Sunday, September 1, 2024

The complexity of taste

Taste is a multisensory experience in which smell, texture, and pain receptors all play a role in determining how something tastes.  It’s also a complex process that starts with our tongues, where a variety of sensors in taste buds send signals to our brains. The taste buds are located in the bumps you can see on your tongue.

Depending on their location, your tongue’s taste buds vary in their receptivity to the different tastes we can sense: sweet, salty, sour, bitter, savory (umami), and more recently, fat (“oleogustus”). The taste receptors at the back are most sensitive to bitter taste, those at the tip are most sensitive to sweet and savory tastes, and those on the sides are most sensitive to salty and sour tastes. The bumps on the remaining portions of the tongue don’t contain taste buds. Rather, their rough texture aid in gripping food and transferring it down to the esophagus as well as in cleaning our mouths and spreading saliva. Taste buds also reside on the pharynx, larynx, soft palate, and epiglottis (the little flap that keeps food from going into your bronchial tube). 

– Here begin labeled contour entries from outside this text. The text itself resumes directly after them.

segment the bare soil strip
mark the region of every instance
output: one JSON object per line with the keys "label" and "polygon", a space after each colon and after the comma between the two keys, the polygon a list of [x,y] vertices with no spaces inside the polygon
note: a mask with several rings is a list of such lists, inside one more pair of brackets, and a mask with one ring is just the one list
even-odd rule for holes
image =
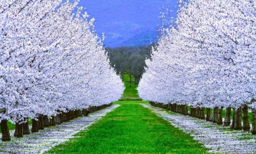
{"label": "bare soil strip", "polygon": [[[79,117],[59,125],[45,128],[43,130],[39,130],[39,132],[24,135],[21,138],[14,138],[14,131],[10,131],[11,140],[0,142],[0,153],[42,153],[70,138],[75,138],[73,135],[88,129],[93,123],[119,106],[118,104],[113,105],[90,114],[88,117]],[[1,136],[0,135],[0,138]]]}
{"label": "bare soil strip", "polygon": [[256,136],[242,130],[233,130],[228,126],[188,116],[173,113],[148,104],[142,104],[158,116],[169,121],[176,127],[189,133],[195,140],[209,149],[209,152],[218,153],[254,153],[256,152]]}

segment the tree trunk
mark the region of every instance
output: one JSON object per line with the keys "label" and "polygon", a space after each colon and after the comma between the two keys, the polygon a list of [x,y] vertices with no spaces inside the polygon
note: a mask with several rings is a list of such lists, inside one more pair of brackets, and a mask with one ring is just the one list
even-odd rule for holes
{"label": "tree trunk", "polygon": [[184,115],[188,115],[188,105],[184,105]]}
{"label": "tree trunk", "polygon": [[7,120],[1,121],[1,131],[2,131],[2,141],[11,140],[11,136],[10,135],[9,130],[8,129],[8,125],[7,124]]}
{"label": "tree trunk", "polygon": [[19,124],[18,122],[16,122],[14,136],[16,138],[21,138],[23,136],[23,124]]}
{"label": "tree trunk", "polygon": [[62,114],[62,112],[60,113],[59,115],[60,115],[60,123],[62,123],[63,122],[63,116]]}
{"label": "tree trunk", "polygon": [[31,132],[38,132],[39,130],[38,121],[32,119],[32,129]]}
{"label": "tree trunk", "polygon": [[88,116],[89,114],[89,110],[88,109],[83,109],[82,110],[82,114],[85,116]]}
{"label": "tree trunk", "polygon": [[67,121],[66,113],[64,112],[62,112],[62,120],[63,122]]}
{"label": "tree trunk", "polygon": [[[3,132],[3,131],[2,131]],[[251,109],[251,131],[253,135],[256,134],[256,110]]]}
{"label": "tree trunk", "polygon": [[23,125],[23,135],[30,134],[30,127],[28,126],[28,118],[25,118],[25,120],[27,121],[26,122],[24,123]]}
{"label": "tree trunk", "polygon": [[78,110],[78,116],[79,117],[82,117],[82,112],[81,111],[81,110]]}
{"label": "tree trunk", "polygon": [[130,78],[130,87],[131,87],[131,74],[129,74],[129,78]]}
{"label": "tree trunk", "polygon": [[75,118],[77,118],[77,110],[75,110],[75,111],[73,111],[74,112],[74,117]]}
{"label": "tree trunk", "polygon": [[44,129],[44,120],[42,115],[38,117],[38,129],[39,130]]}
{"label": "tree trunk", "polygon": [[179,110],[180,110],[180,105],[178,104],[176,105],[176,111],[175,112],[179,113]]}
{"label": "tree trunk", "polygon": [[210,117],[210,108],[207,108],[207,117],[205,118],[205,120],[207,121],[209,121]]}
{"label": "tree trunk", "polygon": [[204,119],[205,118],[205,112],[204,108],[202,107],[200,108],[200,119]]}
{"label": "tree trunk", "polygon": [[200,119],[201,117],[201,109],[200,107],[196,107],[196,117]]}
{"label": "tree trunk", "polygon": [[44,121],[44,127],[49,127],[49,119],[48,119],[47,116],[44,116],[43,117],[43,119]]}
{"label": "tree trunk", "polygon": [[231,125],[231,129],[234,129],[235,130],[241,130],[242,129],[242,109],[241,107],[236,109],[233,108],[234,115],[233,116],[233,121],[232,125]]}
{"label": "tree trunk", "polygon": [[61,123],[60,122],[60,114],[57,114],[57,115],[56,115],[55,117],[55,124],[56,125],[60,125]]}
{"label": "tree trunk", "polygon": [[217,121],[217,124],[218,125],[222,125],[222,109],[223,107],[221,107],[218,109],[218,120]]}
{"label": "tree trunk", "polygon": [[230,115],[231,115],[231,108],[228,107],[226,108],[226,113],[225,114],[225,119],[224,125],[224,126],[229,126],[230,125]]}
{"label": "tree trunk", "polygon": [[251,126],[250,126],[250,122],[248,116],[248,106],[247,105],[242,105],[242,113],[243,113],[243,131],[250,131]]}
{"label": "tree trunk", "polygon": [[218,107],[213,108],[213,117],[212,118],[212,122],[216,123],[218,120]]}
{"label": "tree trunk", "polygon": [[214,112],[213,112],[213,108],[212,108],[212,114],[210,114],[210,119],[209,119],[209,121],[212,122],[212,119],[213,119],[213,116],[214,116]]}
{"label": "tree trunk", "polygon": [[66,118],[67,121],[69,121],[71,119],[70,118],[70,110],[66,113]]}
{"label": "tree trunk", "polygon": [[51,116],[51,118],[49,119],[49,125],[55,126],[55,117],[54,116]]}

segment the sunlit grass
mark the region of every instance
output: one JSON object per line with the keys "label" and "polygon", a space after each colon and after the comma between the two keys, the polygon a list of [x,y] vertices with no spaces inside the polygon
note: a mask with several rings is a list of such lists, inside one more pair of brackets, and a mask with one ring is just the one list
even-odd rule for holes
{"label": "sunlit grass", "polygon": [[55,153],[203,153],[189,134],[158,117],[139,101],[120,101],[89,130],[50,150]]}
{"label": "sunlit grass", "polygon": [[136,88],[138,84],[134,84],[134,78],[132,76],[131,86],[130,87],[130,79],[128,74],[124,74],[123,76],[123,82],[125,83],[125,89],[120,100],[141,100],[138,95],[138,91]]}

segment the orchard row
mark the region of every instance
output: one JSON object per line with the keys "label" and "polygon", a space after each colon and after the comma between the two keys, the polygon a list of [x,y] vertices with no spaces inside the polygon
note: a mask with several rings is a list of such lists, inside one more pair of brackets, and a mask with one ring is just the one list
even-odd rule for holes
{"label": "orchard row", "polygon": [[174,110],[190,105],[191,115],[204,118],[204,108],[207,118],[210,108],[213,115],[232,109],[235,129],[242,129],[242,111],[245,131],[250,108],[255,134],[256,1],[191,0],[180,6],[146,61],[140,97]]}
{"label": "orchard row", "polygon": [[121,97],[123,84],[78,2],[0,2],[1,121],[20,125]]}

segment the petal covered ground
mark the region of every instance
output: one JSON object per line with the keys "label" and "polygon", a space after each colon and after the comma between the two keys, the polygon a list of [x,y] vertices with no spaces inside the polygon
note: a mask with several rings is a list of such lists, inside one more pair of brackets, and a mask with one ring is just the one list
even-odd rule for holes
{"label": "petal covered ground", "polygon": [[[10,131],[11,140],[0,142],[0,152],[2,153],[42,153],[52,147],[75,138],[73,135],[87,129],[108,113],[119,105],[113,105],[104,109],[90,114],[88,117],[81,117],[60,125],[45,128],[39,132],[24,135],[23,138],[14,138],[14,131]],[[0,138],[2,135],[0,135]],[[77,137],[77,136],[76,136]]]}
{"label": "petal covered ground", "polygon": [[253,153],[256,152],[256,136],[242,130],[233,130],[228,126],[184,116],[141,104],[159,117],[169,121],[176,127],[189,133],[194,139],[209,149],[209,152],[218,153]]}

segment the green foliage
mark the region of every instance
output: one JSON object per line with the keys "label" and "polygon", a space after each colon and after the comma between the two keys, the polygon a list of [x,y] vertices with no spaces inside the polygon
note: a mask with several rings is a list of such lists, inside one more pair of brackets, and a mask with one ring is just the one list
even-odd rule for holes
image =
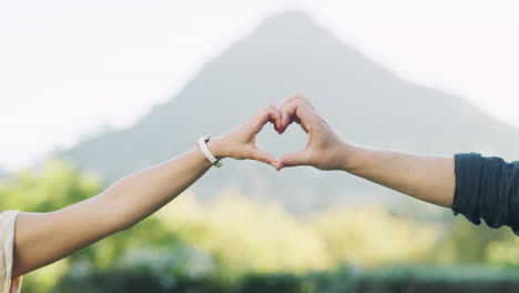
{"label": "green foliage", "polygon": [[[102,189],[99,176],[50,161],[1,179],[0,206],[55,211]],[[206,204],[186,192],[134,228],[27,275],[24,292],[512,292],[517,239],[460,218],[420,222],[381,206],[302,218],[233,191]],[[475,266],[445,266],[458,264]]]}

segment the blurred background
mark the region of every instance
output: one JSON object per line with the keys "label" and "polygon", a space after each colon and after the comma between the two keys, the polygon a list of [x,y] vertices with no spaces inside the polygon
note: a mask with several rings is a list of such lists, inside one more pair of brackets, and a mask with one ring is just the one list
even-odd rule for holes
{"label": "blurred background", "polygon": [[[516,1],[3,1],[0,211],[48,212],[305,93],[348,140],[519,158]],[[265,129],[274,155],[302,149]],[[517,292],[519,240],[342,172],[225,161],[23,292]]]}

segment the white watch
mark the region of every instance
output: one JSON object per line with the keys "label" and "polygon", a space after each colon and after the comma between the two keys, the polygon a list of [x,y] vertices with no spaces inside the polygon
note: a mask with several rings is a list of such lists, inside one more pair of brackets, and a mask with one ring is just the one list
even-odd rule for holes
{"label": "white watch", "polygon": [[199,139],[199,148],[200,150],[205,154],[205,156],[207,158],[207,160],[210,160],[210,162],[216,166],[216,168],[221,168],[223,165],[222,163],[222,160],[218,160],[216,159],[213,153],[211,153],[211,151],[208,150],[207,148],[207,144],[206,142],[208,142],[211,140],[211,137],[210,135],[204,135],[202,138]]}

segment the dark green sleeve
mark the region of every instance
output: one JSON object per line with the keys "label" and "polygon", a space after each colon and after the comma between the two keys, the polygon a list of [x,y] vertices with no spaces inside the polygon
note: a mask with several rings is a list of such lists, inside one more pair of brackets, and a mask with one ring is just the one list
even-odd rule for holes
{"label": "dark green sleeve", "polygon": [[519,162],[479,153],[455,155],[455,214],[479,225],[510,226],[519,235]]}

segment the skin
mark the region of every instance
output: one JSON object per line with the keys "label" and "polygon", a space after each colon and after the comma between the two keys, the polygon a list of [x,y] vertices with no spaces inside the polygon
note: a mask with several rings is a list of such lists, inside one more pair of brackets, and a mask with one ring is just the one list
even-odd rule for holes
{"label": "skin", "polygon": [[286,99],[281,111],[281,133],[296,122],[308,134],[308,143],[302,151],[283,155],[276,163],[278,171],[296,165],[343,170],[421,201],[452,205],[456,185],[452,156],[425,156],[350,143],[301,93]]}
{"label": "skin", "polygon": [[[275,166],[255,145],[266,123],[281,128],[281,111],[261,109],[241,127],[207,142],[218,159],[257,160]],[[128,175],[89,200],[51,213],[19,213],[14,228],[12,277],[53,263],[113,233],[130,229],[175,199],[211,168],[199,148]]]}
{"label": "skin", "polygon": [[[255,145],[266,123],[282,134],[298,123],[308,134],[302,151],[277,161]],[[376,150],[347,142],[301,93],[260,110],[246,123],[207,143],[218,159],[257,160],[276,170],[312,165],[343,170],[416,199],[451,206],[454,159]],[[130,229],[175,199],[211,163],[197,149],[121,179],[96,196],[52,213],[20,213],[16,223],[13,277],[44,266],[108,235]]]}

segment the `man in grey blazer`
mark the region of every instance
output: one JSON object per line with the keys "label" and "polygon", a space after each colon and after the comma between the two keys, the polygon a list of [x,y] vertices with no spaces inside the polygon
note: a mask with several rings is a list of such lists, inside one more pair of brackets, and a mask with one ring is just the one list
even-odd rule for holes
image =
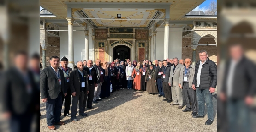
{"label": "man in grey blazer", "polygon": [[40,72],[40,93],[42,101],[46,103],[46,120],[49,129],[55,130],[54,125],[63,125],[60,121],[60,112],[62,106],[62,97],[67,95],[67,88],[65,85],[64,75],[58,66],[60,58],[53,56],[50,59],[51,66]]}
{"label": "man in grey blazer", "polygon": [[79,101],[79,116],[87,116],[84,113],[83,109],[83,100],[85,94],[88,94],[89,91],[88,88],[88,78],[89,77],[87,72],[83,69],[83,63],[77,62],[77,69],[70,72],[70,91],[73,96],[72,107],[71,107],[71,118],[73,121],[77,121],[77,104]]}
{"label": "man in grey blazer", "polygon": [[182,89],[182,94],[184,95],[186,103],[186,109],[182,111],[188,112],[192,110],[193,112],[191,115],[195,116],[197,114],[197,100],[196,91],[192,88],[192,83],[194,80],[195,68],[195,66],[191,65],[191,59],[187,58],[184,61],[185,66],[181,67],[179,81],[179,87]]}
{"label": "man in grey blazer", "polygon": [[170,78],[169,78],[169,85],[171,86],[172,98],[173,103],[171,105],[179,105],[179,109],[181,109],[183,106],[183,99],[181,88],[179,87],[179,80],[180,75],[180,68],[183,66],[179,63],[177,58],[173,59],[173,65],[171,67]]}

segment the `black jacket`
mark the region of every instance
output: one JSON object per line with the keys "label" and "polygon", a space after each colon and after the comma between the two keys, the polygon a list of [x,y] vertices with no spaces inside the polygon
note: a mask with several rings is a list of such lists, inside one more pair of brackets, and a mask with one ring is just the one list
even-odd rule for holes
{"label": "black jacket", "polygon": [[[164,73],[165,66],[163,65],[163,66],[162,66],[162,68],[161,72],[164,72],[163,75],[165,74],[165,78],[163,78],[163,76],[162,76],[162,81],[164,82],[169,82],[169,77],[170,77],[170,72],[171,72],[171,66],[169,65],[167,65],[167,67],[166,68],[165,71],[165,74]],[[158,73],[157,73],[157,74],[158,74]]]}
{"label": "black jacket", "polygon": [[[202,65],[200,76],[201,89],[210,89],[210,87],[216,88],[217,86],[217,65],[213,61],[210,60],[209,58]],[[200,64],[199,60],[196,64],[195,69],[195,75],[192,84],[195,84],[196,87],[197,73]]]}
{"label": "black jacket", "polygon": [[[88,68],[88,67],[87,66],[85,66],[83,68],[83,70],[86,71],[87,74],[89,75],[89,76],[90,75],[90,70]],[[94,68],[93,68],[91,69],[91,75],[92,76],[92,80],[89,80],[88,78],[88,84],[90,85],[94,84],[95,82],[95,84],[98,84],[98,78],[97,78],[96,72],[96,70]]]}
{"label": "black jacket", "polygon": [[[230,59],[229,60],[230,60]],[[227,77],[229,73],[231,61],[228,61],[225,67],[223,87],[221,91],[226,94]],[[231,97],[234,99],[242,99],[247,96],[253,96],[256,93],[256,68],[253,63],[243,57],[235,68],[233,76],[232,90]]]}

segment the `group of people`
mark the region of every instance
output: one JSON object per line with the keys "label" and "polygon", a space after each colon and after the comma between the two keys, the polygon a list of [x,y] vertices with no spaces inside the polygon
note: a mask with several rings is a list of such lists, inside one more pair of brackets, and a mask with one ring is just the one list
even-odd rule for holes
{"label": "group of people", "polygon": [[99,59],[93,66],[89,60],[78,62],[77,69],[72,70],[67,67],[67,58],[60,60],[58,56],[52,56],[51,66],[41,72],[40,80],[42,101],[46,103],[48,127],[54,130],[54,124],[65,124],[60,120],[64,100],[63,116],[76,121],[78,102],[79,116],[86,116],[85,109],[94,109],[93,103],[98,103],[111,93],[125,88],[146,91],[152,95],[159,93],[158,97],[164,98],[163,101],[173,101],[171,105],[179,105],[179,109],[184,107],[185,100],[186,108],[182,111],[192,110],[196,118],[203,118],[205,103],[208,113],[205,124],[209,125],[213,120],[212,93],[217,84],[216,65],[206,51],[200,51],[199,57],[195,66],[189,58],[179,61],[177,58],[156,60],[155,65],[145,60],[142,63],[132,63],[129,59],[119,63],[116,59],[112,63],[104,61],[102,66]]}

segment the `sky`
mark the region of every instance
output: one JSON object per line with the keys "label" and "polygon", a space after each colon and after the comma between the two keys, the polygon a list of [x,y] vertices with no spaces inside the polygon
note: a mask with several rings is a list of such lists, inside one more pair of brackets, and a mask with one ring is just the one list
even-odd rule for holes
{"label": "sky", "polygon": [[217,0],[206,0],[200,5],[194,9],[192,11],[202,11],[203,12],[204,12],[205,10],[208,8],[209,5],[212,1],[214,1],[216,3],[217,3]]}
{"label": "sky", "polygon": [[[209,6],[209,4],[211,3],[211,1],[212,0],[215,1],[216,3],[217,3],[217,0],[206,0],[205,1],[203,2],[200,5],[196,7],[196,8],[194,9],[193,11],[202,11],[204,12],[204,11],[208,8],[208,6]],[[41,10],[43,9],[43,8],[40,6],[40,9],[39,10],[41,11]]]}

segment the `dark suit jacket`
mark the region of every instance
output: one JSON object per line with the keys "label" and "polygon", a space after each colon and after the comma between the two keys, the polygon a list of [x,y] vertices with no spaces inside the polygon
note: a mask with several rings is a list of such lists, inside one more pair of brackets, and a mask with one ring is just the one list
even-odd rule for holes
{"label": "dark suit jacket", "polygon": [[3,100],[3,111],[10,112],[14,115],[31,113],[35,110],[35,106],[38,104],[36,99],[38,98],[39,91],[33,73],[28,71],[29,81],[27,83],[31,88],[28,92],[26,80],[17,68],[12,68],[4,73],[0,79],[3,81],[0,85],[1,97]]}
{"label": "dark suit jacket", "polygon": [[[225,68],[223,87],[221,88],[224,94],[227,92],[226,81],[230,63],[231,60],[228,61]],[[231,97],[243,99],[247,96],[255,95],[256,93],[256,68],[254,64],[243,57],[235,68]]]}
{"label": "dark suit jacket", "polygon": [[[64,74],[60,68],[59,71],[61,80],[61,90],[63,95],[67,93],[67,86],[65,85]],[[57,98],[59,92],[60,84],[55,73],[51,66],[43,69],[40,72],[40,93],[41,99]]]}
{"label": "dark suit jacket", "polygon": [[[87,66],[85,66],[83,68],[83,70],[86,71],[87,72],[87,74],[90,74],[90,70]],[[96,70],[94,68],[93,68],[91,71],[91,75],[92,76],[92,80],[89,80],[89,78],[88,78],[88,84],[94,84],[95,82],[95,84],[98,84],[98,78],[97,78],[97,73],[96,72]]]}
{"label": "dark suit jacket", "polygon": [[[79,72],[78,69],[73,70],[70,72],[70,82],[69,85],[70,87],[70,91],[71,93],[76,92],[77,96],[79,96],[80,94],[80,89],[81,88],[81,83],[79,79]],[[87,72],[85,70],[83,70],[83,72],[85,74],[85,77],[83,77],[83,80],[85,82],[85,87],[84,88],[84,92],[88,91],[88,82],[87,76]]]}

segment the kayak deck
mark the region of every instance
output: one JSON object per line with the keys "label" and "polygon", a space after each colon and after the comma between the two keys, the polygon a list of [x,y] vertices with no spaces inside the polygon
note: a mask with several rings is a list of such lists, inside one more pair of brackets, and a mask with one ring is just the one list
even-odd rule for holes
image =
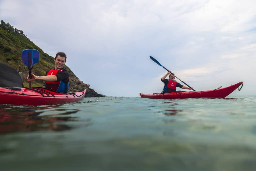
{"label": "kayak deck", "polygon": [[241,81],[224,88],[204,91],[176,91],[171,93],[144,94],[140,93],[142,98],[158,99],[173,99],[186,98],[224,98],[230,94],[243,83]]}
{"label": "kayak deck", "polygon": [[75,102],[84,97],[86,91],[62,93],[42,87],[0,87],[0,104],[39,105]]}

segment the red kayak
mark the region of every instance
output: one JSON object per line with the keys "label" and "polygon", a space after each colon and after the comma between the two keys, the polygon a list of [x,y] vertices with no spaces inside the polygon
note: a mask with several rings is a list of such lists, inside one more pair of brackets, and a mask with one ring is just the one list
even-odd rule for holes
{"label": "red kayak", "polygon": [[[226,87],[221,88],[221,87],[214,90],[205,91],[176,91],[171,93],[163,94],[155,93],[151,94],[144,94],[142,93],[140,93],[140,94],[141,97],[144,98],[159,99],[173,99],[185,98],[224,98],[233,92],[243,82],[241,81]],[[241,87],[241,88],[242,87]]]}
{"label": "red kayak", "polygon": [[34,106],[75,102],[83,99],[86,89],[76,93],[62,93],[42,87],[0,87],[0,104]]}

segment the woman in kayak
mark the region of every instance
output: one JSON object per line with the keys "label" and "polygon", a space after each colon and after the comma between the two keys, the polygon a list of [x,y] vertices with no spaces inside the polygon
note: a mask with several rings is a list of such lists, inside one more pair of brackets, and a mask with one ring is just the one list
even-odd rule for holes
{"label": "woman in kayak", "polygon": [[[162,93],[170,93],[176,91],[176,88],[177,87],[179,87],[180,88],[187,90],[191,90],[193,89],[193,87],[189,88],[186,86],[181,85],[174,80],[175,77],[174,75],[170,73],[171,71],[169,71],[164,76],[161,78],[161,80],[162,82],[164,83],[164,90],[163,90]],[[169,75],[169,79],[165,79],[168,74]]]}

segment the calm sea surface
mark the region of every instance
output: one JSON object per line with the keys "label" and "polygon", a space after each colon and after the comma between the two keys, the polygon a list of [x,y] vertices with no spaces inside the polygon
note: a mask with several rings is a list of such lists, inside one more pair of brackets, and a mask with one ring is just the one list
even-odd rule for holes
{"label": "calm sea surface", "polygon": [[256,97],[0,106],[0,170],[256,168]]}

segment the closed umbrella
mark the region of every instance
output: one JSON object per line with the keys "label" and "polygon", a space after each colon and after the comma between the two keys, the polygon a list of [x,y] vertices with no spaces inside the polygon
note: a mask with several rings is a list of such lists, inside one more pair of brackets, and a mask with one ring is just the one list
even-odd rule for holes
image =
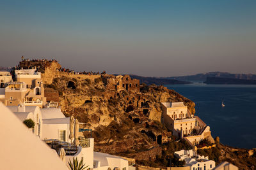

Signals sent by taste buds go to other organs besides our brains. Taste receptors are also found in the gastrointestinal tract, liver, pancreas, fat cells, muscle cells, thyroid, and lungs. Receptors in these organs pick up the presence of various molecules, metabolize them, and use them to prepare the organs for work. For example, when your gut notices sugar in food, it tells your brain to alert other organs to get ready for digestion. Taste wakes up the stomach, stimulates salivation, and sends a little insulin into the blood, which in turn transports sugars into the cells.

In 1904 Ivan Pavlov showed that lumps of meat placed directly into a hole in a dog’s stomach would not be digested unless he dusted the dog’s tongue with some dried meat powder to start things off. Looks like he was onto something.

I don’t know what we can do with this information. I just thought it was interesting.